We could draw the distinction even further. Despite being the most universal marketplace (and one of the most liquid), you wouldn’t want to use Binance P2P if you wanted to avoid ID verification. This exchange (as well as LocalBitcoins, for the record) won’t let you trade until you complete identity verification.
On the bright side, you can trade up to 10,000 US dollars in Naira on ByBit P2P before the identity verification requirement kicks in and stops you in the tracks. If you think this is a small amount, well, think again – for most other fiat currencies, it is a measly 1,000 USD or less.
So if you want to stay incognito, you can use ByBit P2P to buy USDT with Naira.
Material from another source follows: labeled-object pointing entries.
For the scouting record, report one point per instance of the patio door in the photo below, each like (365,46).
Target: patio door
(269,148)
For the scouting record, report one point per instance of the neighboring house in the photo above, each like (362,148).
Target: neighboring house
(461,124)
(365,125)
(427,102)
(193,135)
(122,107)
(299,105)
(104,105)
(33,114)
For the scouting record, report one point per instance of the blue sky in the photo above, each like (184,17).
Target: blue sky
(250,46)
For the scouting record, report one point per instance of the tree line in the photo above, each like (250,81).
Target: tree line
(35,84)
And when you hit the so-called Accumulated Transaction Limit, you can switch to buying Bitcoin on Bitpapa, where you don’t need to verify your identity and there are no limits in place as to how much you can trade without verification (and from then on indefinitely).
Q: Why P2P Exchanges Could Be the Future of Trading Values?
A: P2P doesn’t need trust between peers and only crypto is stored on the marketplace which provides escrow services (enforces the trade terms).
Q: Is P2P the Only Way to Buy Crypto?
A: No, you can also buy crypto on traditional, orderbook-based exchanges and with instant swap services.
Q: Is It Safe to Trade In P2P?
A: It is, as long as you use an established exchange or marketplace like the ones reviewed in this article.
Q: What is the Difference between P2P and OTC Crypto Exchanges?
A: P2P offers are public, while OTC (over-the-counter) ones, on the other hand, are private and brokered by the exchange as a personalized service.